Born April 21, 1955, in Philadelphia and raised in Langhorne, Pa., Bishop O’Connell is one of four sons of Arthur J. and June O’Connell. His mother, now 84, still resides in the Philadelphia area; his father passed away in 2005.
Appointed by the pope on June 4, 2010 as Coadjutor Bishop of Trenton, then-Father O’Connell was concluding his 12th and final year as president of The Catholic University of America, Washington, the national university of the Catholic Church in the United States. A priest of the Eastern Province of the Congregation of the Mission, also known as the Vincentians, Father O’Connell was ordained to the episcopacy July 30 by Bishop Smith in the presence of more than 1,000 loved ones and well wishers gathered in St. Mary of the Assumption Cathedral, Trenton. Archbishop John J. Myers of Newark, and then-Archbishop Donald W. Wuerl of Washington (who has since been named a cardinal) served as co-ordaining bishops.
Bishop O’Connell responded to the Dec. 1 announcement in a message to the clergy, religious and laity of the diocese, referring to his new ministry as “an awesome responsibility that I accept with humility and gratitude.” He said of Bishop Smith: “I offer him our profound gratitude as well as our abiding love, prayer and support. So much good has been accomplished in our diocese thanks to his wisdom, strong leadership and steady hand over these years.”
Asking for the support of the clergy, religious and lay ministers in emulating his episcopal motto -- to serve and not to be served (Mark 10:45) -- and acknowledging that as a successor to the apostles, the “responsibility that now falls to me is a profound one,” Bishop O’Connell stated, “Although the future is uncertain and I know that it will bring unique and, at times, difficult challenges, I face it with faith ‘in him who strengthens me (Philippians 4:13).”
He cited three of his greatest concerns that he plans to address -- bringing Catholics back to Sunday Mass; bolstering Catholic education, especially in Catholic schools and religious education programs, and increasing vocations to the priesthood and religious life. Bishop O’Connell wrote: “Who will lead us into the future if no one hears and heeds God’s call? And who can hear and heed God’s call if we make so much noise and offer so many excuses that his voice is lost in the process?”
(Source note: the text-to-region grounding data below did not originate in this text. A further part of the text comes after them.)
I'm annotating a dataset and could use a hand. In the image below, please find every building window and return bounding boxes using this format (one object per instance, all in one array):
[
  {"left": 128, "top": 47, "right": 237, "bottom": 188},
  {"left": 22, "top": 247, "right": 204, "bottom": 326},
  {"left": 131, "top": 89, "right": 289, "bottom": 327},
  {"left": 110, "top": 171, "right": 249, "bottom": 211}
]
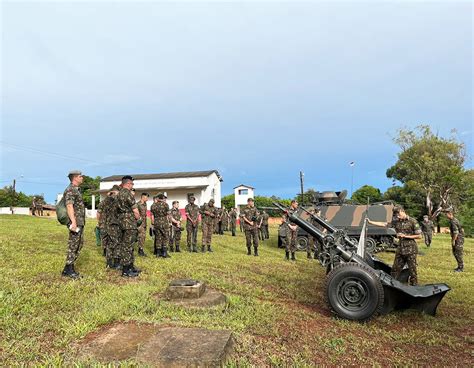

In his 13 years leading the Diocese of Trenton, Bishop Smith is responsible for fostering numerous initiatives that have served the people of the diocese and beyond. Among these are the establishment of the Bishop’s Annual Appeal; the award-winning teen talk show, Realfaith TV; the Institute for Lay Ecclesial Ministry, which has formed and commissioned nearly 100 men and women for service in the diocese; a strategic planning study for the diocese’s Catholic schools; a consultation process to ensure vibrant parish communities, and the diocesan pastoral plan, “Led By the Spirit.”
In his remarks to the diocesan community, Bishop Smith stated, “As I think of my years here my mind is flooded by a million memories of events and moments of grace that we have shared. I pray that you have come to know, love and serve Jesus Christ more fully and come to appreciate the wonders of his Church more completely through my humble ministry.”
Bishop Smith concluded, saying, “The words of St. Augustine perhaps say best what is in my heart: ‘I am a bishop for you, but a Christian with you.’”
It is expected that the diocese’s new Bishop Emeritus will continue to live and minister in the diocese, while maintaining an office in the Pastoral Center in Lawrenceville. Bishop Smith will celebrate his 50th anniversary of priestly ministry this May.
Established in 1881, the Diocese of Trenton comprises Burlington, Mercer, Monmouth and Ocean Counties with a Catholic population of 830,000. The diocese has 211 priests, 338 permanent deacons and 445 religious men and women serving in 111 parishes, 36 Catholic elementary schools and 8 high schools. More information can be found at www.dioceseoftrenton.org.